Elle avait dans son regard une petite lueur, comme une flamme qui dansait et tourbillonnait. C'était un regard captivant, spécial, incomparable. Elle avait toujours le sourire, elle riait de tout et de rien, elle ne prenait pas la vie au sérieux et parfois c'était gênant. Je la regardais s'amuser... Sa chambre, c'était la caverne d'Ali Baba ! Sur son lit, il y avait une multitude de peluches, de toutes les couleurs. Ça me faisait penser à un immense arc-en-ciel. Dans un coffre à jouets, il y avait un tas de petites babioles : des figurines, des petites poupées, des billes. Sur les murs, pleins de posters et de photos. Elle disait que c'était « son petit paradis rien qu'à elle » et je ne le comprenais pas. Mais elle, elle rayonnait quand elle disait cela ; on aurait dit qu'elle possédait le plus grand des trésors ! Elle avait l'air d'un ange...
Quand les caprices masquent la maladie
Quand nous allions nous promener, nous étions toujours confrontés à de terribles caprices. Elle suppliait pour avoir quelques friandises ou encore de nouveaux jouets. Parfois, elle se mettait à pleurer très fort afin que nous cédions. Elle savait être très persuasive quand elle voulait quelque chose et usait de tous les stratagèmes pour l'obtenir. Au final, elle réussissait toujours. Nous préférions céder car le regard des autres — ce regard mêlé de mépris et de froideur — nous mettait mal à l'aise. Je n'aimais d'ailleurs pas sortir avec elle, j'en avais la gorge serrée et l'estomac noué, mais il m'était impossible parfois de faire autrement.

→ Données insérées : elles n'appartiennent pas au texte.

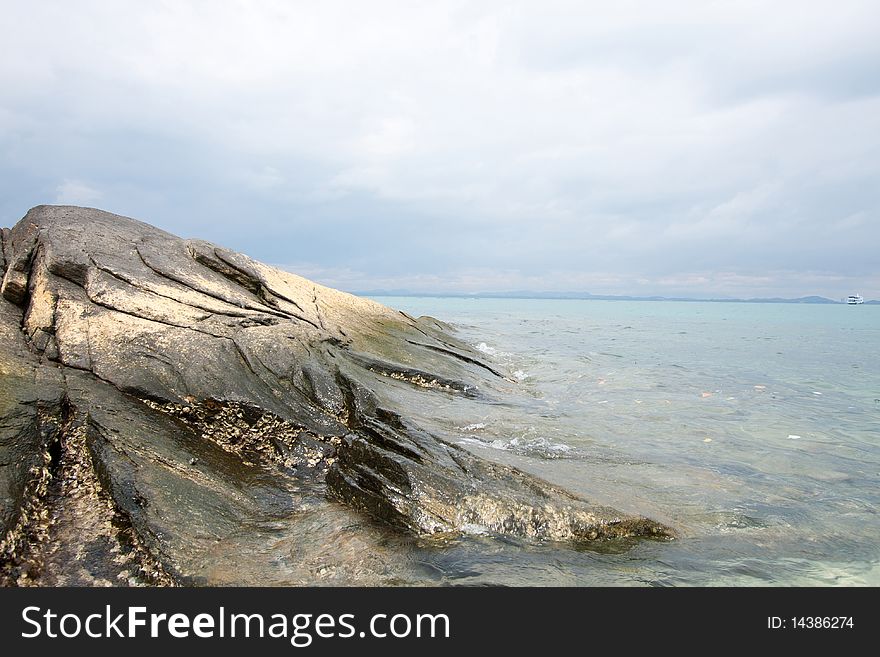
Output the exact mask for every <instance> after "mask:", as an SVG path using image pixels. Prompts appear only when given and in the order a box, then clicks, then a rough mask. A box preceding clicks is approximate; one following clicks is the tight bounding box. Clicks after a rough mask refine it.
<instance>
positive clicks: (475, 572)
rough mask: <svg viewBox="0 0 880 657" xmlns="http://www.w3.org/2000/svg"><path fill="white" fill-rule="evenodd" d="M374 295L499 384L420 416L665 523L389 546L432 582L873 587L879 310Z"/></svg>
mask: <svg viewBox="0 0 880 657" xmlns="http://www.w3.org/2000/svg"><path fill="white" fill-rule="evenodd" d="M377 300H378V301H380V302H381V303H384V304H385V305H388V306H391V307H393V308H398V309H400V310H404V311H405V312H407V313H409V314H412V315H416V316H418V315H432V316H434V317H437V318H439V319H443V320H444V321H448V322H451V323H453V324H454V325H455V327H456V328H457V330H458V337H459V338H462V339H464V340H466V341H467V342H469V343H471V344H473V345H474V346H475V347H476V348H478V349H480V350H481V351H483V352H484V354H485V355H486V358H487V359H488V360H490V361H493V362H495V363H496V364H498V365H499V366H501V367H503V368H506V370H507V371H508V373H510V374H511V375H512V377H513V378H515V379H517V380H518V381H519V384H518V388H519V390H520V391H521V393H522V394H518V395H516V396H514V397H512V398H511V399H510V400H508V401H507V402H505V403H498V404H490V405H485V404H484V405H479V406H474V405H469V404H467V403H464V402H462V403H458V402H456V401H454V400H449V399H442V398H441V399H435V400H434V401H427V402H426V403H425V404H424V405H423V406H422V407H421V409H422V410H421V413H422V417H421V418H419V419H421V420H422V421H424V422H425V423H426V424H428V425H430V426H431V428H432V429H433V430H435V431H440V432H442V433H443V434H444V437H446V438H447V439H449V440H455V441H457V442H459V443H461V444H462V445H463V446H465V447H466V448H468V449H470V450H472V451H474V452H475V453H478V454H480V455H482V456H485V457H487V458H492V459H495V460H500V461H504V462H508V463H512V464H514V465H517V466H518V467H521V468H523V469H526V470H528V471H531V472H533V473H535V474H538V475H539V476H541V477H543V478H545V479H548V480H550V481H553V482H555V483H558V484H561V485H563V486H565V487H567V488H569V489H571V490H573V491H576V492H578V493H579V494H581V495H583V496H584V497H586V498H587V499H590V500H592V501H596V502H599V503H606V504H611V505H614V506H616V507H618V508H620V509H622V510H626V511H633V512H637V513H641V514H644V515H649V516H651V517H654V518H656V519H658V520H661V521H665V522H667V523H669V524H671V525H672V526H673V527H675V528H676V529H677V530H678V532H679V534H680V538H679V539H678V540H675V541H672V542H654V541H639V542H634V543H632V544H626V545H616V546H609V547H608V549H607V550H602V551H575V550H571V549H568V548H566V547H564V546H559V545H552V544H545V545H540V546H528V548H523V546H521V545H518V544H515V543H507V542H505V541H498V540H495V539H486V540H482V539H478V538H477V539H468V540H467V541H465V542H463V543H461V544H459V545H453V546H447V547H446V548H444V549H437V548H433V547H427V548H426V547H424V546H419V545H416V546H410V547H409V548H407V549H408V550H409V552H408V558H409V559H410V560H412V561H414V562H417V563H419V564H421V565H422V566H424V569H425V572H426V573H432V574H433V575H431V577H432V578H433V579H436V580H438V581H440V582H445V583H505V584H521V585H541V584H577V585H590V584H603V585H607V584H627V585H629V584H651V585H752V584H757V585H769V584H781V585H808V584H819V585H830V584H843V585H878V584H880V517H878V514H877V505H878V502H880V307H878V306H860V307H848V306H842V305H834V306H820V305H785V304H730V303H696V302H694V303H676V302H625V301H574V300H572V301H569V300H565V301H559V300H521V299H439V298H408V297H407V298H404V297H394V298H390V297H389V298H377ZM435 397H436V396H435Z"/></svg>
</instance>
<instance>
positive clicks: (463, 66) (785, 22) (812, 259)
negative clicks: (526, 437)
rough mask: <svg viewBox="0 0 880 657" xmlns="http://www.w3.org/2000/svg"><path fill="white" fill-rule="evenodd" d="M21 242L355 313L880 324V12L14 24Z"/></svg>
mask: <svg viewBox="0 0 880 657" xmlns="http://www.w3.org/2000/svg"><path fill="white" fill-rule="evenodd" d="M0 16H2V19H0V32H2V33H0V224H3V225H11V224H12V223H14V222H15V221H17V220H18V219H19V218H20V217H21V216H22V215H23V214H24V213H25V212H26V210H27V209H28V208H29V207H31V206H33V205H37V204H40V203H72V204H77V205H88V206H95V207H100V208H104V209H107V210H110V211H113V212H117V213H120V214H125V215H129V216H134V217H136V218H139V219H143V220H145V221H149V222H150V223H154V224H157V225H159V226H161V227H163V228H165V229H167V230H171V231H172V232H175V233H177V234H180V235H183V236H188V237H201V238H205V239H209V240H212V241H215V242H218V243H221V244H223V245H225V246H229V247H231V248H234V249H237V250H240V251H244V252H246V253H248V254H249V255H251V256H253V257H256V258H258V259H260V260H264V261H266V262H270V263H272V264H276V265H280V266H283V267H285V268H287V269H290V270H291V271H296V272H298V273H301V274H303V275H306V276H309V277H312V278H315V279H317V280H319V281H321V282H324V283H327V284H330V285H334V286H337V287H341V288H343V289H348V290H374V289H381V288H384V289H401V288H405V289H411V290H418V291H465V292H477V291H503V290H535V291H537V290H551V291H552V290H556V291H588V292H593V293H597V294H598V293H613V294H618V293H620V294H626V293H637V294H649V293H650V294H684V295H688V296H704V295H712V296H721V295H729V296H768V295H777V294H779V295H785V296H800V295H804V294H822V295H825V296H829V297H834V298H839V297H841V296H844V295H846V294H849V293H853V292H861V293H862V294H864V295H865V296H870V297H873V298H880V253H878V247H880V39H878V36H877V35H878V34H880V3H878V2H877V1H876V0H870V1H866V2H857V1H851V0H834V1H832V2H824V1H813V2H805V1H803V0H800V1H797V2H789V1H786V0H774V1H773V2H749V1H745V0H737V1H736V2H723V1H715V2H712V1H709V0H697V1H693V2H676V1H670V0H667V1H665V2H662V3H661V2H649V1H643V2H626V1H616V2H608V1H603V2H586V1H583V0H581V1H575V2H555V1H549V0H541V1H540V2H539V1H533V2H473V1H469V2H454V1H441V0H432V1H429V2H416V1H408V2H384V1H376V0H371V1H370V2H352V1H348V2H333V1H327V0H322V1H321V2H292V1H287V0H284V1H282V0H278V1H276V2H273V1H271V0H261V1H259V2H257V1H254V2H243V1H239V2H220V1H217V0H212V1H210V2H182V1H180V0H174V1H170V0H169V1H167V2H157V1H154V2H144V1H137V2H89V1H82V0H81V1H78V2H75V3H73V2H69V1H59V2H47V1H40V0H29V1H27V2H25V1H9V0H0Z"/></svg>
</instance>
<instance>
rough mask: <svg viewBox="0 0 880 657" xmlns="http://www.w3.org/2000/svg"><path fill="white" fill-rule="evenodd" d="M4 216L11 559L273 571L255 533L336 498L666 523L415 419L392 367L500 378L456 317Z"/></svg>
mask: <svg viewBox="0 0 880 657" xmlns="http://www.w3.org/2000/svg"><path fill="white" fill-rule="evenodd" d="M0 237H2V249H0V252H2V257H0V264H2V269H3V280H2V288H0V293H2V298H0V371H2V375H3V376H2V378H0V531H2V534H0V536H2V543H0V577H2V578H3V581H4V582H5V583H8V584H15V583H18V584H28V583H37V584H39V583H43V584H53V583H66V584H71V583H73V584H77V583H79V584H170V583H183V584H211V583H217V582H222V583H225V584H229V583H243V582H247V583H262V582H267V581H274V582H276V583H277V582H278V580H276V579H273V577H274V575H273V573H274V572H276V571H277V568H276V567H275V566H273V565H272V564H275V565H276V566H277V560H278V559H281V558H282V557H280V556H279V555H278V554H277V553H276V554H273V556H271V557H269V556H265V558H266V559H267V560H268V561H267V563H266V564H265V566H264V567H263V569H262V570H261V569H260V566H259V558H261V557H255V556H254V555H256V554H265V551H266V548H265V546H266V545H288V544H289V543H290V542H291V541H293V540H294V539H293V538H291V537H292V536H295V535H296V533H297V532H296V528H297V527H299V526H303V527H305V526H308V527H320V526H321V523H320V522H319V521H318V520H316V517H317V518H319V517H320V515H321V514H325V515H334V514H337V515H338V514H340V513H342V511H341V510H339V509H340V507H338V504H339V503H340V502H341V503H342V504H344V505H345V506H346V507H348V508H350V509H352V510H353V511H356V512H360V513H365V514H367V515H368V516H369V517H371V518H375V519H378V520H381V521H385V522H386V523H388V524H389V525H390V526H393V527H397V528H399V529H403V530H405V531H406V532H411V533H414V534H417V535H424V534H433V533H438V532H442V533H444V534H448V533H455V532H461V531H470V529H469V528H474V527H477V528H479V530H480V532H489V533H495V534H509V535H513V536H520V537H525V538H537V539H552V540H575V541H581V540H598V539H605V538H616V537H622V536H669V535H670V531H669V530H668V529H667V528H665V527H663V526H662V525H659V524H657V523H655V522H653V521H650V520H647V519H644V518H639V517H632V516H627V515H624V514H621V513H618V512H616V511H614V510H613V509H608V508H604V507H600V506H596V505H592V504H590V503H589V502H587V501H585V500H582V499H580V498H578V497H575V496H573V495H571V494H569V493H568V492H566V491H564V490H562V489H560V488H558V487H555V486H553V485H551V484H549V483H547V482H544V481H541V480H539V479H537V478H535V477H532V476H530V475H528V474H525V473H523V472H521V471H519V470H516V469H514V468H511V467H509V466H505V465H499V464H496V463H491V462H488V461H485V460H483V459H481V458H479V457H477V456H475V455H473V454H471V453H469V452H467V451H465V450H463V449H461V448H459V447H458V446H456V445H453V444H450V443H448V442H446V441H444V440H441V439H439V438H438V437H436V436H434V435H433V434H432V433H430V432H429V431H426V430H425V429H423V428H422V427H420V426H418V425H417V424H416V423H415V422H413V421H411V420H409V419H407V415H408V414H407V408H406V407H405V405H399V404H398V405H395V402H394V401H393V399H394V396H393V395H390V394H385V393H386V392H387V391H389V390H390V388H388V386H406V387H409V388H412V390H413V391H414V394H419V395H447V396H453V397H454V396H461V397H462V398H468V399H471V400H476V401H480V400H482V399H484V398H485V399H489V398H490V397H491V394H492V393H491V390H492V387H493V385H495V384H496V383H497V382H500V381H502V380H504V377H503V374H502V373H500V372H498V371H496V370H495V369H493V368H492V367H491V366H490V365H489V364H487V363H484V362H483V361H482V360H481V359H480V355H479V354H478V353H476V352H474V351H473V350H472V349H471V348H470V347H468V346H467V345H465V344H462V343H461V342H459V341H458V340H456V338H455V337H454V335H453V334H452V330H451V328H450V327H448V326H447V325H445V324H443V323H442V322H439V321H437V320H434V319H432V318H420V319H414V318H412V317H409V316H408V315H406V314H404V313H399V312H396V311H393V310H391V309H389V308H386V307H384V306H381V305H379V304H377V303H374V302H372V301H369V300H366V299H361V298H357V297H354V296H351V295H348V294H345V293H342V292H339V291H336V290H332V289H329V288H325V287H322V286H320V285H317V284H315V283H312V282H311V281H308V280H306V279H304V278H301V277H299V276H296V275H293V274H289V273H287V272H283V271H280V270H277V269H273V268H271V267H268V266H267V265H264V264H262V263H259V262H256V261H254V260H251V259H250V258H248V257H247V256H244V255H242V254H238V253H234V252H232V251H229V250H227V249H223V248H221V247H217V246H215V245H212V244H209V243H207V242H203V241H196V240H182V239H180V238H177V237H175V236H173V235H170V234H169V233H166V232H164V231H161V230H159V229H157V228H154V227H152V226H149V225H147V224H144V223H142V222H139V221H136V220H133V219H129V218H126V217H120V216H117V215H113V214H110V213H106V212H102V211H99V210H93V209H85V208H76V207H69V206H40V207H37V208H34V209H33V210H31V211H30V212H29V213H28V214H27V215H26V216H25V218H24V219H22V220H21V221H20V222H19V223H18V224H17V225H16V226H14V227H13V228H12V229H3V231H2V234H0ZM328 500H330V501H328ZM334 501H335V502H334ZM345 513H348V511H346V512H345ZM316 514H317V516H316ZM343 515H344V514H343ZM346 522H349V524H351V521H346ZM77 527H80V528H82V529H79V530H78V529H77ZM87 528H88V529H87ZM304 531H305V532H306V533H307V532H308V531H310V530H304ZM334 532H335V533H334ZM331 533H333V535H334V536H335V535H338V528H337V529H332V530H328V535H330V534H331ZM280 537H283V538H280ZM349 542H350V541H349ZM279 549H280V548H279ZM327 549H330V550H332V545H326V546H323V547H322V548H321V550H322V551H325V550H327ZM361 552H362V550H361ZM295 554H296V550H293V551H292V552H289V553H288V554H287V556H284V557H283V559H284V560H287V562H292V561H295V559H296V557H295V556H291V555H295ZM245 555H247V556H248V557H249V558H251V559H252V560H253V559H257V562H258V563H257V565H255V566H253V567H252V569H251V571H249V572H250V574H249V575H247V576H245V575H243V574H242V572H243V571H242V570H239V569H237V568H235V567H232V568H231V569H229V570H224V571H222V572H221V571H220V570H218V568H219V566H218V567H215V566H211V565H210V564H214V563H231V564H235V563H236V562H240V557H242V556H245ZM302 559H304V560H305V561H304V562H303V563H305V562H307V561H308V558H306V557H302ZM270 561H271V563H270ZM334 568H335V570H334V572H336V571H337V570H338V571H339V572H345V571H346V567H345V566H344V565H337V566H334ZM356 570H357V569H351V572H355V571H356ZM359 581H361V580H358V579H357V578H355V579H354V580H353V581H351V582H350V583H358V582H359ZM363 581H372V580H368V579H364V580H363Z"/></svg>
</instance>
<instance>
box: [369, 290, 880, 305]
mask: <svg viewBox="0 0 880 657" xmlns="http://www.w3.org/2000/svg"><path fill="white" fill-rule="evenodd" d="M352 294H354V295H356V296H359V297H416V298H425V299H550V300H557V301H567V300H576V301H687V302H700V303H786V304H811V305H838V306H845V305H847V303H846V302H845V301H843V300H841V301H835V300H834V299H829V298H827V297H820V296H807V297H798V298H794V299H785V298H775V297H773V298H754V299H700V298H691V297H661V296H647V297H638V296H626V295H620V296H617V295H606V294H588V293H577V292H572V293H565V292H558V293H554V292H479V293H474V294H464V293H452V292H448V293H443V292H409V291H405V290H393V291H389V290H369V291H354V292H352ZM864 305H866V306H867V305H880V301H877V300H874V299H872V300H866V301H865V303H864Z"/></svg>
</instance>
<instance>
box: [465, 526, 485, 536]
mask: <svg viewBox="0 0 880 657" xmlns="http://www.w3.org/2000/svg"><path fill="white" fill-rule="evenodd" d="M461 533H462V534H470V535H471V536H487V535H488V534H489V533H490V532H489V528H488V527H485V526H483V525H475V524H473V523H467V524H464V525H462V526H461Z"/></svg>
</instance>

Pendant les sorties, les courses, j'étais obligée de l'emmener avec moi et c'était pour moi une vraie contrainte ! Je savais que j'allais encore être confrontée aux regards des gens, ces regards qui me hantent encore parfois aujourd'hui... Le pire, c'était la moquerie. Je ne la supportais plus, mais elle, elle s'en fichait. Elle ne comprenait pas cette moquerie dont elle était la victime. Elle croyait que tout le monde était comme elle : gai, rieur, extraverti...
Comprendre le syndrome de Peter Pan : un monde à l'envers
Aujourd'hui elle n'est plus de ce monde et elle me manque. Même si je n'ai pas vécu que de belles choses avec elle, le vide qu'elle a créé est immense. Quand je pense au passé, j'essaie d'en retenir les meilleurs instants, de me souvenir de son rire, de ses mimiques, de sa joie de vivre... J'aurais tant voulu lui dire une seule fois combien je l'aimais. Maintenant que je suis devenue adulte, j'ai compris, mais trop tard... Ce n'était pas de la fantaisie, ce n'était pas pour nous embarrasser, ni pour nous nuire. C'était ELLE avec sa maladie. Je n'avais pas compris et maintenant je me sens mal, mal de t'avoir fait tant souffrir malgré moi. J'étais si jeune et j'avais tant besoin de toi ! J'avais trop de choses à assumer et je t'en voulais d'être comme ça ! C'était moi l'enfant, pas toi ! Tu ne peux pas savoir comme je regrette, comme ça me fait souffrir... J'aurais tant voulu te dire tout ça avant que tu t'en ailles ! Maman, je t'aime.